Ambia mesoscotalis

Scientific classification
- Kingdom: Animalia
- Phylum: Arthropoda
- Clade: Pancrustacea
- Class: Insecta
- Order: Lepidoptera
- Family: Crambidae
- Genus: Ambia
- Species: A. mesoscotalis
- Binomial name: Ambia mesoscotalis Hampson, 1906

= Ambia mesoscotalis =

- Authority: Hampson, 1906

Species of moth

Ambia mesoscotalis is a moth in the family Crambidae. It is found in Indonesia, where it has been recorded from the Maluku Islands (Banda).

The wingspan is about 12 mm. The base of the forewings is fuscous, with an obscure white subbasal line and an orange-yellow band on its outer edge. There is a medial orange-yellow line expanding outwards on the costal area, with a white discoidal lunule on it and some fuscous on its lower edge. There is also an orange-yellow band edged by a fuscous line curved round from the costa before the apex to the lower angle of the cell and emitting a streak on the costa.
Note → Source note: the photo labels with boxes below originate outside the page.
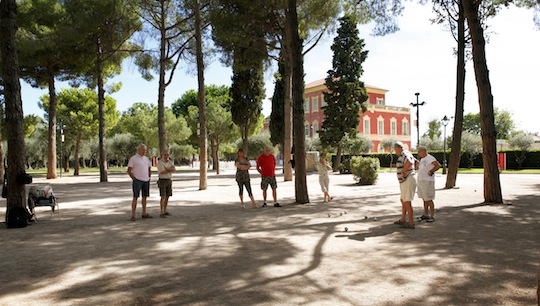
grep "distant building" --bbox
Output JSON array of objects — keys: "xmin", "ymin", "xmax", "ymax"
[{"xmin": 264, "ymin": 79, "xmax": 411, "ymax": 152}]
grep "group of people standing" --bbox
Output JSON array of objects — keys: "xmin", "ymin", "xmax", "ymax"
[
  {"xmin": 394, "ymin": 142, "xmax": 441, "ymax": 229},
  {"xmin": 127, "ymin": 144, "xmax": 176, "ymax": 221},
  {"xmin": 127, "ymin": 142, "xmax": 441, "ymax": 225},
  {"xmin": 234, "ymin": 147, "xmax": 332, "ymax": 208}
]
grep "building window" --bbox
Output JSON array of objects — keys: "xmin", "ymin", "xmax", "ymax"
[
  {"xmin": 364, "ymin": 116, "xmax": 371, "ymax": 135},
  {"xmin": 401, "ymin": 118, "xmax": 410, "ymax": 135},
  {"xmin": 377, "ymin": 117, "xmax": 384, "ymax": 135},
  {"xmin": 311, "ymin": 97, "xmax": 319, "ymax": 112},
  {"xmin": 390, "ymin": 118, "xmax": 397, "ymax": 135}
]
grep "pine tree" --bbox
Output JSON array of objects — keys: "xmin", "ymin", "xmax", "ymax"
[
  {"xmin": 320, "ymin": 16, "xmax": 368, "ymax": 169},
  {"xmin": 269, "ymin": 63, "xmax": 286, "ymax": 152}
]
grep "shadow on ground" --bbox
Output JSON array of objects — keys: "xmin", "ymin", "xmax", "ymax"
[{"xmin": 0, "ymin": 173, "xmax": 540, "ymax": 305}]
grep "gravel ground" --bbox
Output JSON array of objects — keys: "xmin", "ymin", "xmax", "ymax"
[{"xmin": 0, "ymin": 170, "xmax": 540, "ymax": 305}]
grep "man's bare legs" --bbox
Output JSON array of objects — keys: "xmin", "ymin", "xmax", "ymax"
[
  {"xmin": 141, "ymin": 197, "xmax": 147, "ymax": 216},
  {"xmin": 131, "ymin": 198, "xmax": 139, "ymax": 219}
]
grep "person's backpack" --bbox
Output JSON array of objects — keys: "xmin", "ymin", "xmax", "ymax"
[{"xmin": 6, "ymin": 206, "xmax": 29, "ymax": 228}]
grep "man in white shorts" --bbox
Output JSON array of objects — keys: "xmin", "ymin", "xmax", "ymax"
[
  {"xmin": 394, "ymin": 141, "xmax": 416, "ymax": 229},
  {"xmin": 418, "ymin": 146, "xmax": 441, "ymax": 222}
]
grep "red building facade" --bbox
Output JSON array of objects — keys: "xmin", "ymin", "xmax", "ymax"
[
  {"xmin": 304, "ymin": 80, "xmax": 411, "ymax": 152},
  {"xmin": 264, "ymin": 79, "xmax": 411, "ymax": 152}
]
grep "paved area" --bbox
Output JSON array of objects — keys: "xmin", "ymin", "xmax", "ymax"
[{"xmin": 0, "ymin": 170, "xmax": 540, "ymax": 305}]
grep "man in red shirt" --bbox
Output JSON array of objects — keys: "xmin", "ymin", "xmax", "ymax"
[{"xmin": 257, "ymin": 147, "xmax": 281, "ymax": 207}]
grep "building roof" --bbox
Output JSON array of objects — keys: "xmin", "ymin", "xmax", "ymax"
[{"xmin": 306, "ymin": 79, "xmax": 388, "ymax": 91}]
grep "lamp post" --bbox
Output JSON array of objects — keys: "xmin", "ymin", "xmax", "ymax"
[
  {"xmin": 410, "ymin": 92, "xmax": 426, "ymax": 148},
  {"xmin": 60, "ymin": 121, "xmax": 64, "ymax": 177},
  {"xmin": 442, "ymin": 115, "xmax": 450, "ymax": 174}
]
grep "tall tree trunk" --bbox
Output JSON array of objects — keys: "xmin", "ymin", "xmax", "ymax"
[
  {"xmin": 0, "ymin": 0, "xmax": 26, "ymax": 210},
  {"xmin": 283, "ymin": 56, "xmax": 292, "ymax": 181},
  {"xmin": 96, "ymin": 38, "xmax": 108, "ymax": 182},
  {"xmin": 73, "ymin": 135, "xmax": 81, "ymax": 176},
  {"xmin": 334, "ymin": 143, "xmax": 343, "ymax": 171},
  {"xmin": 158, "ymin": 1, "xmax": 167, "ymax": 153},
  {"xmin": 463, "ymin": 0, "xmax": 503, "ymax": 203},
  {"xmin": 445, "ymin": 1, "xmax": 466, "ymax": 189},
  {"xmin": 47, "ymin": 74, "xmax": 57, "ymax": 179},
  {"xmin": 285, "ymin": 0, "xmax": 309, "ymax": 204},
  {"xmin": 195, "ymin": 0, "xmax": 207, "ymax": 190}
]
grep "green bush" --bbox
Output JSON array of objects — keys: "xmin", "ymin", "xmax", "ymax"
[{"xmin": 350, "ymin": 156, "xmax": 381, "ymax": 185}]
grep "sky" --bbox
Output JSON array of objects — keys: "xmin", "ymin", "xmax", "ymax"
[{"xmin": 22, "ymin": 2, "xmax": 540, "ymax": 144}]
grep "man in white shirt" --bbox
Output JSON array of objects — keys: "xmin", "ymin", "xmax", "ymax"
[
  {"xmin": 394, "ymin": 141, "xmax": 416, "ymax": 229},
  {"xmin": 128, "ymin": 144, "xmax": 152, "ymax": 221},
  {"xmin": 158, "ymin": 150, "xmax": 176, "ymax": 218},
  {"xmin": 418, "ymin": 146, "xmax": 441, "ymax": 222}
]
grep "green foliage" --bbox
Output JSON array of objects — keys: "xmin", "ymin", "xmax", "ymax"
[
  {"xmin": 461, "ymin": 131, "xmax": 482, "ymax": 168},
  {"xmin": 508, "ymin": 131, "xmax": 534, "ymax": 169},
  {"xmin": 114, "ymin": 102, "xmax": 191, "ymax": 148},
  {"xmin": 64, "ymin": 0, "xmax": 142, "ymax": 88},
  {"xmin": 169, "ymin": 143, "xmax": 197, "ymax": 161},
  {"xmin": 39, "ymin": 88, "xmax": 118, "ymax": 140},
  {"xmin": 24, "ymin": 115, "xmax": 45, "ymax": 137},
  {"xmin": 422, "ymin": 119, "xmax": 442, "ymax": 140},
  {"xmin": 463, "ymin": 108, "xmax": 516, "ymax": 139},
  {"xmin": 320, "ymin": 16, "xmax": 368, "ymax": 147},
  {"xmin": 341, "ymin": 134, "xmax": 373, "ymax": 154},
  {"xmin": 108, "ymin": 133, "xmax": 140, "ymax": 166},
  {"xmin": 350, "ymin": 156, "xmax": 381, "ymax": 185},
  {"xmin": 229, "ymin": 52, "xmax": 264, "ymax": 143},
  {"xmin": 306, "ymin": 137, "xmax": 323, "ymax": 151},
  {"xmin": 17, "ymin": 0, "xmax": 79, "ymax": 87},
  {"xmin": 24, "ymin": 120, "xmax": 47, "ymax": 168}
]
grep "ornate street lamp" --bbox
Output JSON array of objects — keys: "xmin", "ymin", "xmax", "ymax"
[
  {"xmin": 442, "ymin": 115, "xmax": 450, "ymax": 174},
  {"xmin": 410, "ymin": 92, "xmax": 426, "ymax": 148}
]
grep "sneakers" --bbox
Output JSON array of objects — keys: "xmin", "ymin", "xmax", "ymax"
[{"xmin": 401, "ymin": 223, "xmax": 414, "ymax": 229}]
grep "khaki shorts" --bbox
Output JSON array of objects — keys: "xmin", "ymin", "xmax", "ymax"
[
  {"xmin": 417, "ymin": 181, "xmax": 435, "ymax": 201},
  {"xmin": 261, "ymin": 176, "xmax": 277, "ymax": 190},
  {"xmin": 399, "ymin": 175, "xmax": 416, "ymax": 202},
  {"xmin": 158, "ymin": 179, "xmax": 172, "ymax": 197}
]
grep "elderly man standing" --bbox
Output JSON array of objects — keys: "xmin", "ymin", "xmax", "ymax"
[
  {"xmin": 128, "ymin": 144, "xmax": 152, "ymax": 221},
  {"xmin": 418, "ymin": 147, "xmax": 441, "ymax": 222},
  {"xmin": 394, "ymin": 141, "xmax": 416, "ymax": 229},
  {"xmin": 158, "ymin": 150, "xmax": 176, "ymax": 218}
]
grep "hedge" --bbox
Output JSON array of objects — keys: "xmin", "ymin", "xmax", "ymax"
[{"xmin": 332, "ymin": 150, "xmax": 540, "ymax": 173}]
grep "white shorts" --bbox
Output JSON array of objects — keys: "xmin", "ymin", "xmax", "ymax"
[
  {"xmin": 418, "ymin": 181, "xmax": 435, "ymax": 201},
  {"xmin": 319, "ymin": 174, "xmax": 330, "ymax": 192},
  {"xmin": 399, "ymin": 175, "xmax": 416, "ymax": 202}
]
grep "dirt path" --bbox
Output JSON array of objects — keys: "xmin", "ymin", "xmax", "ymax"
[{"xmin": 0, "ymin": 170, "xmax": 540, "ymax": 305}]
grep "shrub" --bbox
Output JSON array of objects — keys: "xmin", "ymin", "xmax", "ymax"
[{"xmin": 350, "ymin": 156, "xmax": 381, "ymax": 185}]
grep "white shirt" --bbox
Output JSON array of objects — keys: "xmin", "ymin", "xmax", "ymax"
[
  {"xmin": 158, "ymin": 158, "xmax": 174, "ymax": 179},
  {"xmin": 128, "ymin": 154, "xmax": 152, "ymax": 182},
  {"xmin": 418, "ymin": 154, "xmax": 437, "ymax": 181}
]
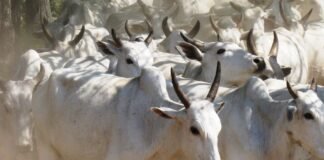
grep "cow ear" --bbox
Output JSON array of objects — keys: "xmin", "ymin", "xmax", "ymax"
[
  {"xmin": 151, "ymin": 107, "xmax": 180, "ymax": 119},
  {"xmin": 176, "ymin": 42, "xmax": 203, "ymax": 62},
  {"xmin": 287, "ymin": 106, "xmax": 297, "ymax": 122},
  {"xmin": 281, "ymin": 67, "xmax": 291, "ymax": 77},
  {"xmin": 97, "ymin": 41, "xmax": 114, "ymax": 55}
]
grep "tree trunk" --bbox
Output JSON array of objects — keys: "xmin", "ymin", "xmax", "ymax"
[
  {"xmin": 25, "ymin": 0, "xmax": 52, "ymax": 31},
  {"xmin": 0, "ymin": 0, "xmax": 15, "ymax": 76}
]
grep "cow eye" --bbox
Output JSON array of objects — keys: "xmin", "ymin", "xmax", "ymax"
[
  {"xmin": 135, "ymin": 37, "xmax": 143, "ymax": 42},
  {"xmin": 217, "ymin": 48, "xmax": 226, "ymax": 54},
  {"xmin": 304, "ymin": 113, "xmax": 314, "ymax": 120},
  {"xmin": 126, "ymin": 58, "xmax": 134, "ymax": 64},
  {"xmin": 190, "ymin": 126, "xmax": 200, "ymax": 136}
]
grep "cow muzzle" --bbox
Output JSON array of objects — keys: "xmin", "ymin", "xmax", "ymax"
[{"xmin": 253, "ymin": 57, "xmax": 266, "ymax": 73}]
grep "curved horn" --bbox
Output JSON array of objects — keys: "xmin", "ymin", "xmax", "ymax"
[
  {"xmin": 206, "ymin": 61, "xmax": 221, "ymax": 102},
  {"xmin": 300, "ymin": 8, "xmax": 313, "ymax": 25},
  {"xmin": 309, "ymin": 78, "xmax": 317, "ymax": 92},
  {"xmin": 41, "ymin": 18, "xmax": 56, "ymax": 44},
  {"xmin": 269, "ymin": 31, "xmax": 279, "ymax": 56},
  {"xmin": 269, "ymin": 31, "xmax": 285, "ymax": 79},
  {"xmin": 263, "ymin": 0, "xmax": 273, "ymax": 10},
  {"xmin": 125, "ymin": 20, "xmax": 134, "ymax": 38},
  {"xmin": 166, "ymin": 1, "xmax": 180, "ymax": 17},
  {"xmin": 230, "ymin": 1, "xmax": 244, "ymax": 12},
  {"xmin": 286, "ymin": 81, "xmax": 298, "ymax": 99},
  {"xmin": 180, "ymin": 32, "xmax": 205, "ymax": 49},
  {"xmin": 279, "ymin": 0, "xmax": 289, "ymax": 26},
  {"xmin": 209, "ymin": 15, "xmax": 222, "ymax": 41},
  {"xmin": 188, "ymin": 20, "xmax": 200, "ymax": 38},
  {"xmin": 111, "ymin": 29, "xmax": 123, "ymax": 48},
  {"xmin": 144, "ymin": 31, "xmax": 153, "ymax": 45},
  {"xmin": 247, "ymin": 28, "xmax": 258, "ymax": 55},
  {"xmin": 162, "ymin": 17, "xmax": 172, "ymax": 37},
  {"xmin": 69, "ymin": 25, "xmax": 85, "ymax": 47},
  {"xmin": 145, "ymin": 20, "xmax": 153, "ymax": 32},
  {"xmin": 32, "ymin": 63, "xmax": 45, "ymax": 92},
  {"xmin": 171, "ymin": 68, "xmax": 190, "ymax": 109}
]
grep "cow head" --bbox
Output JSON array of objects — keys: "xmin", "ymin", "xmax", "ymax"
[
  {"xmin": 151, "ymin": 62, "xmax": 223, "ymax": 160},
  {"xmin": 0, "ymin": 66, "xmax": 45, "ymax": 150},
  {"xmin": 287, "ymin": 81, "xmax": 324, "ymax": 159},
  {"xmin": 97, "ymin": 29, "xmax": 153, "ymax": 77},
  {"xmin": 209, "ymin": 15, "xmax": 242, "ymax": 44},
  {"xmin": 247, "ymin": 28, "xmax": 291, "ymax": 79},
  {"xmin": 159, "ymin": 17, "xmax": 200, "ymax": 53},
  {"xmin": 279, "ymin": 0, "xmax": 313, "ymax": 35},
  {"xmin": 178, "ymin": 34, "xmax": 266, "ymax": 86}
]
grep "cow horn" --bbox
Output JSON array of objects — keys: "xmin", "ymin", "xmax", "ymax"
[
  {"xmin": 209, "ymin": 15, "xmax": 222, "ymax": 41},
  {"xmin": 32, "ymin": 63, "xmax": 45, "ymax": 92},
  {"xmin": 309, "ymin": 78, "xmax": 317, "ymax": 92},
  {"xmin": 180, "ymin": 32, "xmax": 205, "ymax": 49},
  {"xmin": 269, "ymin": 31, "xmax": 285, "ymax": 79},
  {"xmin": 162, "ymin": 17, "xmax": 172, "ymax": 37},
  {"xmin": 69, "ymin": 25, "xmax": 85, "ymax": 47},
  {"xmin": 111, "ymin": 29, "xmax": 123, "ymax": 48},
  {"xmin": 206, "ymin": 61, "xmax": 221, "ymax": 102},
  {"xmin": 247, "ymin": 28, "xmax": 258, "ymax": 55},
  {"xmin": 166, "ymin": 1, "xmax": 180, "ymax": 17},
  {"xmin": 171, "ymin": 68, "xmax": 190, "ymax": 109},
  {"xmin": 144, "ymin": 31, "xmax": 153, "ymax": 45},
  {"xmin": 279, "ymin": 0, "xmax": 289, "ymax": 26},
  {"xmin": 300, "ymin": 9, "xmax": 313, "ymax": 25},
  {"xmin": 263, "ymin": 0, "xmax": 273, "ymax": 10},
  {"xmin": 286, "ymin": 81, "xmax": 298, "ymax": 99},
  {"xmin": 188, "ymin": 20, "xmax": 200, "ymax": 38},
  {"xmin": 269, "ymin": 31, "xmax": 279, "ymax": 56},
  {"xmin": 216, "ymin": 102, "xmax": 225, "ymax": 114},
  {"xmin": 41, "ymin": 18, "xmax": 56, "ymax": 45},
  {"xmin": 229, "ymin": 1, "xmax": 244, "ymax": 13},
  {"xmin": 125, "ymin": 20, "xmax": 133, "ymax": 38},
  {"xmin": 145, "ymin": 20, "xmax": 153, "ymax": 32}
]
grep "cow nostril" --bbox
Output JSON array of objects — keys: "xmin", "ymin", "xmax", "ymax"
[{"xmin": 253, "ymin": 58, "xmax": 261, "ymax": 64}]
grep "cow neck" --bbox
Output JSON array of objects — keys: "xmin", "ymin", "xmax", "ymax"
[{"xmin": 286, "ymin": 131, "xmax": 316, "ymax": 159}]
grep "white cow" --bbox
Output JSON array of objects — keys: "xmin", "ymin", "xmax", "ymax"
[
  {"xmin": 97, "ymin": 29, "xmax": 154, "ymax": 77},
  {"xmin": 33, "ymin": 65, "xmax": 225, "ymax": 160},
  {"xmin": 0, "ymin": 65, "xmax": 44, "ymax": 160},
  {"xmin": 247, "ymin": 21, "xmax": 309, "ymax": 83},
  {"xmin": 179, "ymin": 34, "xmax": 266, "ymax": 87},
  {"xmin": 219, "ymin": 78, "xmax": 324, "ymax": 160},
  {"xmin": 158, "ymin": 17, "xmax": 200, "ymax": 54}
]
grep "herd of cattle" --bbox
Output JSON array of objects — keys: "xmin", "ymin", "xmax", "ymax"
[{"xmin": 0, "ymin": 0, "xmax": 324, "ymax": 160}]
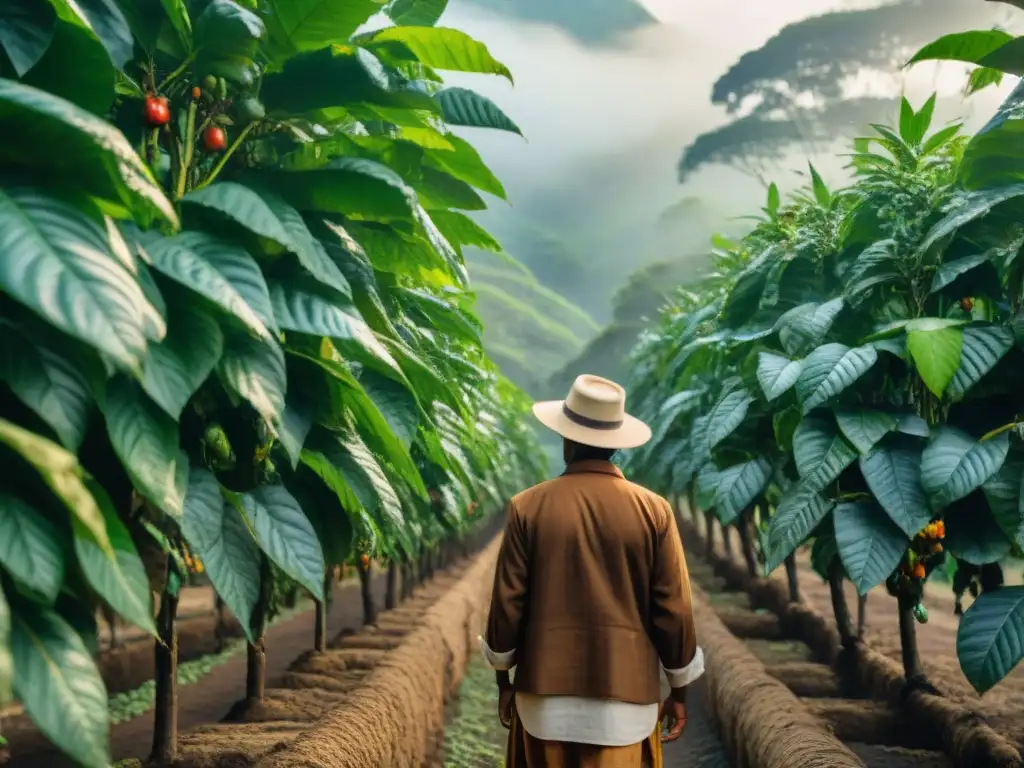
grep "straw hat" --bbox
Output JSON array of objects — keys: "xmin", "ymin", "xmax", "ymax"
[{"xmin": 534, "ymin": 374, "xmax": 650, "ymax": 450}]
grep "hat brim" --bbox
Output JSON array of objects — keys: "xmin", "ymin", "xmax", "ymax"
[{"xmin": 534, "ymin": 400, "xmax": 651, "ymax": 451}]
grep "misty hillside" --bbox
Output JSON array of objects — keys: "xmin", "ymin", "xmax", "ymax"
[{"xmin": 463, "ymin": 0, "xmax": 655, "ymax": 45}]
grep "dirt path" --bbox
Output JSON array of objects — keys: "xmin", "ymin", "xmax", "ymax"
[{"xmin": 7, "ymin": 573, "xmax": 386, "ymax": 768}]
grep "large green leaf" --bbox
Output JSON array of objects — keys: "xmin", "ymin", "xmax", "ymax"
[
  {"xmin": 0, "ymin": 492, "xmax": 65, "ymax": 605},
  {"xmin": 72, "ymin": 480, "xmax": 157, "ymax": 636},
  {"xmin": 142, "ymin": 297, "xmax": 224, "ymax": 421},
  {"xmin": 982, "ymin": 459, "xmax": 1024, "ymax": 547},
  {"xmin": 715, "ymin": 458, "xmax": 771, "ymax": 525},
  {"xmin": 956, "ymin": 587, "xmax": 1024, "ymax": 693},
  {"xmin": 833, "ymin": 502, "xmax": 907, "ymax": 595},
  {"xmin": 242, "ymin": 485, "xmax": 325, "ymax": 600},
  {"xmin": 0, "ymin": 327, "xmax": 92, "ymax": 451},
  {"xmin": 181, "ymin": 469, "xmax": 260, "ymax": 642},
  {"xmin": 0, "ymin": 79, "xmax": 178, "ymax": 225},
  {"xmin": 0, "ymin": 186, "xmax": 163, "ymax": 370},
  {"xmin": 765, "ymin": 483, "xmax": 835, "ymax": 573},
  {"xmin": 921, "ymin": 427, "xmax": 1010, "ymax": 509},
  {"xmin": 797, "ymin": 344, "xmax": 879, "ymax": 414},
  {"xmin": 860, "ymin": 447, "xmax": 932, "ymax": 537},
  {"xmin": 707, "ymin": 389, "xmax": 754, "ymax": 450},
  {"xmin": 266, "ymin": 0, "xmax": 380, "ymax": 60},
  {"xmin": 907, "ymin": 30, "xmax": 1014, "ymax": 66},
  {"xmin": 0, "ymin": 0, "xmax": 57, "ymax": 78},
  {"xmin": 217, "ymin": 333, "xmax": 288, "ymax": 428},
  {"xmin": 0, "ymin": 419, "xmax": 114, "ymax": 557},
  {"xmin": 357, "ymin": 27, "xmax": 512, "ymax": 83},
  {"xmin": 181, "ymin": 181, "xmax": 294, "ymax": 250},
  {"xmin": 99, "ymin": 376, "xmax": 187, "ymax": 518},
  {"xmin": 10, "ymin": 606, "xmax": 111, "ymax": 768},
  {"xmin": 793, "ymin": 417, "xmax": 857, "ymax": 492},
  {"xmin": 906, "ymin": 317, "xmax": 964, "ymax": 397},
  {"xmin": 836, "ymin": 408, "xmax": 898, "ymax": 455},
  {"xmin": 758, "ymin": 352, "xmax": 804, "ymax": 401},
  {"xmin": 947, "ymin": 324, "xmax": 1014, "ymax": 400},
  {"xmin": 436, "ymin": 88, "xmax": 522, "ymax": 136},
  {"xmin": 143, "ymin": 231, "xmax": 269, "ymax": 337}
]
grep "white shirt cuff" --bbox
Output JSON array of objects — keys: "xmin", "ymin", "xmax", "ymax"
[
  {"xmin": 476, "ymin": 635, "xmax": 515, "ymax": 672},
  {"xmin": 665, "ymin": 645, "xmax": 703, "ymax": 688}
]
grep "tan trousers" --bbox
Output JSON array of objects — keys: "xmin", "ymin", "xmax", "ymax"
[{"xmin": 505, "ymin": 707, "xmax": 662, "ymax": 768}]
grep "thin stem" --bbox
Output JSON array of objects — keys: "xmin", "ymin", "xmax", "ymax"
[
  {"xmin": 196, "ymin": 123, "xmax": 256, "ymax": 189},
  {"xmin": 157, "ymin": 52, "xmax": 196, "ymax": 92}
]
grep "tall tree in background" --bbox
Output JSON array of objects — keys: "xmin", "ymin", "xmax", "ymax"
[{"xmin": 678, "ymin": 0, "xmax": 998, "ymax": 181}]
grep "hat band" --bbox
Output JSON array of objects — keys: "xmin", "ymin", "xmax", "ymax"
[{"xmin": 562, "ymin": 403, "xmax": 626, "ymax": 429}]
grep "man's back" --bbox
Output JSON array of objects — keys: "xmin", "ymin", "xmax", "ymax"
[{"xmin": 488, "ymin": 461, "xmax": 695, "ymax": 703}]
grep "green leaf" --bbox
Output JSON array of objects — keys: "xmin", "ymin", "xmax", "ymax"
[
  {"xmin": 0, "ymin": 590, "xmax": 14, "ymax": 707},
  {"xmin": 906, "ymin": 30, "xmax": 1014, "ymax": 67},
  {"xmin": 0, "ymin": 492, "xmax": 65, "ymax": 606},
  {"xmin": 707, "ymin": 389, "xmax": 754, "ymax": 450},
  {"xmin": 266, "ymin": 0, "xmax": 380, "ymax": 60},
  {"xmin": 435, "ymin": 88, "xmax": 522, "ymax": 136},
  {"xmin": 0, "ymin": 187, "xmax": 163, "ymax": 370},
  {"xmin": 906, "ymin": 325, "xmax": 964, "ymax": 397},
  {"xmin": 99, "ymin": 376, "xmax": 185, "ymax": 519},
  {"xmin": 929, "ymin": 253, "xmax": 988, "ymax": 293},
  {"xmin": 860, "ymin": 447, "xmax": 932, "ymax": 538},
  {"xmin": 142, "ymin": 298, "xmax": 224, "ymax": 421},
  {"xmin": 807, "ymin": 163, "xmax": 831, "ymax": 208},
  {"xmin": 356, "ymin": 27, "xmax": 512, "ymax": 83},
  {"xmin": 836, "ymin": 408, "xmax": 897, "ymax": 455},
  {"xmin": 793, "ymin": 417, "xmax": 857, "ymax": 492},
  {"xmin": 0, "ymin": 327, "xmax": 92, "ymax": 452},
  {"xmin": 217, "ymin": 333, "xmax": 288, "ymax": 426},
  {"xmin": 833, "ymin": 502, "xmax": 907, "ymax": 595},
  {"xmin": 715, "ymin": 458, "xmax": 771, "ymax": 525},
  {"xmin": 181, "ymin": 181, "xmax": 295, "ymax": 250},
  {"xmin": 181, "ymin": 469, "xmax": 260, "ymax": 642},
  {"xmin": 947, "ymin": 324, "xmax": 1014, "ymax": 400},
  {"xmin": 143, "ymin": 231, "xmax": 274, "ymax": 337},
  {"xmin": 0, "ymin": 0, "xmax": 57, "ymax": 78},
  {"xmin": 0, "ymin": 419, "xmax": 114, "ymax": 557},
  {"xmin": 386, "ymin": 0, "xmax": 447, "ymax": 27},
  {"xmin": 72, "ymin": 480, "xmax": 157, "ymax": 637},
  {"xmin": 921, "ymin": 427, "xmax": 1010, "ymax": 509},
  {"xmin": 68, "ymin": 0, "xmax": 133, "ymax": 70},
  {"xmin": 765, "ymin": 483, "xmax": 835, "ymax": 573},
  {"xmin": 797, "ymin": 344, "xmax": 879, "ymax": 414},
  {"xmin": 956, "ymin": 587, "xmax": 1024, "ymax": 693},
  {"xmin": 981, "ymin": 459, "xmax": 1024, "ymax": 547},
  {"xmin": 758, "ymin": 352, "xmax": 804, "ymax": 401},
  {"xmin": 10, "ymin": 608, "xmax": 111, "ymax": 768},
  {"xmin": 242, "ymin": 485, "xmax": 326, "ymax": 600},
  {"xmin": 0, "ymin": 79, "xmax": 178, "ymax": 225}
]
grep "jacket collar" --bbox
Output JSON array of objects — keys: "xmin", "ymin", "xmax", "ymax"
[{"xmin": 562, "ymin": 459, "xmax": 624, "ymax": 477}]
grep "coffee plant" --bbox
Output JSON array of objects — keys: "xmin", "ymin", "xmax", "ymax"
[
  {"xmin": 0, "ymin": 0, "xmax": 544, "ymax": 767},
  {"xmin": 630, "ymin": 4, "xmax": 1024, "ymax": 704}
]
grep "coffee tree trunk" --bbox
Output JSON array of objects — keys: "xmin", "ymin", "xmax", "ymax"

There is also a terminal orange band with a fine fuscous line on its inner side, and suddenly bent outwards to the cilia just before the apex, where there is a black point. The hindwings are white with a fuscous medial band with some orange on its inner edge. There is a postmedial orange band not extending below vein 2 and emitting streaks to the apex and termen at veins 5, 3 and 2.